Eles conseguiram levar-me a arma. Tentaram atirar em mim, mas não conseguiram (não sei o porquê)

  • Victoria T.'s story

E assim, permanecemos deitados no chão durante 17 horas. No escuro. Sem água. Sem comida. Sem ar

Os terapeutas dizem que é importante compartilhar. É necessário devolver o controle sobre a vida. Estivemos por muito tempo impotentes quando alguém outro dominava nossa vida, decidindo por nós o que aconteceria.


6:29 Acordamos com as sirenes de Tzeva Adom(Alerta). Fechamos as janelas do mamad (abrigo de segurança). Imediatamente pego o celular para ver no noticiário o que ocorria, o que aconteceu à noite? O que fizemos para recebermos foguetes? Nada… Silêncio… Digo ao Nadav que isso não tem lógica. Não tem lógica esta barragem de foguetes, nunca foi assim. Passaram-se alguns minutos. Ligo a televisão do quarto.

Estou grávida no oitavo mês, Nadav meu herói e nossa fantástica cadela Nocha sentam-se no mamad. Os foguetes não paravam.


E então começamos a escutar tiros. Tiros que nunca tínhamos escutado até então. Tiros de armas “leves”. Não eram foguetes, nem morteiros. Armas de mão, de todos os tipos.


"Quando ele voltou e vi a faca, logo compreendi…"

Começamos a receber mensagens nos grupos do kibutz. As mensagens que não tinha visto no começo, o Nadav viu. Meu herói.

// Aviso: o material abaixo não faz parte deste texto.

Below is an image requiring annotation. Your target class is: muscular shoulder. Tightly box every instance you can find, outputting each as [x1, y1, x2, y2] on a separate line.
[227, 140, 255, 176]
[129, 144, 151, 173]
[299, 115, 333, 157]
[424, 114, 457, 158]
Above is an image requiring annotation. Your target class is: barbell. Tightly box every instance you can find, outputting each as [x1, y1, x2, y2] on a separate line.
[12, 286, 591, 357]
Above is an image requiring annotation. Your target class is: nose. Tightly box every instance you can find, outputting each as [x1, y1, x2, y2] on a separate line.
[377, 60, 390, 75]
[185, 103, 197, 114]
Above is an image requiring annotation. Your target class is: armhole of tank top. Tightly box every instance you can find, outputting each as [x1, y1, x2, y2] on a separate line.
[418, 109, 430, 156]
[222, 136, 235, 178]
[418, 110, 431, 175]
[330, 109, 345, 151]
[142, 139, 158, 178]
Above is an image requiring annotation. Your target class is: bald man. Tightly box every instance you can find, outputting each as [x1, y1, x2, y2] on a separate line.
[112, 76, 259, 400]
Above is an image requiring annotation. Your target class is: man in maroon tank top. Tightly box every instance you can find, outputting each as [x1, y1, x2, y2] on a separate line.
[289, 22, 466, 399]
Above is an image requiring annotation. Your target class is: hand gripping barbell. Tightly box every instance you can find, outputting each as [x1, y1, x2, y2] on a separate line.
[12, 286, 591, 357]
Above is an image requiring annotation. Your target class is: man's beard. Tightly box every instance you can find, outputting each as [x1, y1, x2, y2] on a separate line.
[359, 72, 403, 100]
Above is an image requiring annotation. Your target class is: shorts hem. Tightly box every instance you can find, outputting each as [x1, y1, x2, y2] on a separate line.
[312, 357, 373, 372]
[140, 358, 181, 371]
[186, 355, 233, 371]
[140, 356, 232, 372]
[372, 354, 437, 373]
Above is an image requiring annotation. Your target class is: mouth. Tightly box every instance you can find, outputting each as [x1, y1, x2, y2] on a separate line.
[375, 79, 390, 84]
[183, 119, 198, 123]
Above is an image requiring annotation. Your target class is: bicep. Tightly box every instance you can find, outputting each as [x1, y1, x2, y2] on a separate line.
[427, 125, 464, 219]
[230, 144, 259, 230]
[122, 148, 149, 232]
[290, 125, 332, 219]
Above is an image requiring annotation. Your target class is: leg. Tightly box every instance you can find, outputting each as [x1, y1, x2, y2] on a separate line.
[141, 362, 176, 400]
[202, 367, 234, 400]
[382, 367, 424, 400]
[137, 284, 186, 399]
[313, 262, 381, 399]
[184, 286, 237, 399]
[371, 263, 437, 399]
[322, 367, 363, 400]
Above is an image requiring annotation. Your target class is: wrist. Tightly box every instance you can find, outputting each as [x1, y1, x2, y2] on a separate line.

Ele disse-me: “Vista-se, volto logo” e saiu do mamad. Correu para buscar uma faca da cozinha. Quando ele voltou e vi a faca, logo compreendi…


Escutamos gritos do lado de fora. Meu herói foi até a janela e abriu uma fresta. Ele tinha certeza que eram os nossos soldados. Era um grupo de 6 desgraçados que se aproximavam de nossa casa. Não estavam correndo, não estavam estressados. Andavam… Andavam. Riam, Riam… Assim, estavam em volta da nossa janela.


Nadav olhou para mim. Seu olhar. Um olhar que dizia tudo. Um olhar que nunca esquecerei e que irá me acompanhar até o último dia de minha vida.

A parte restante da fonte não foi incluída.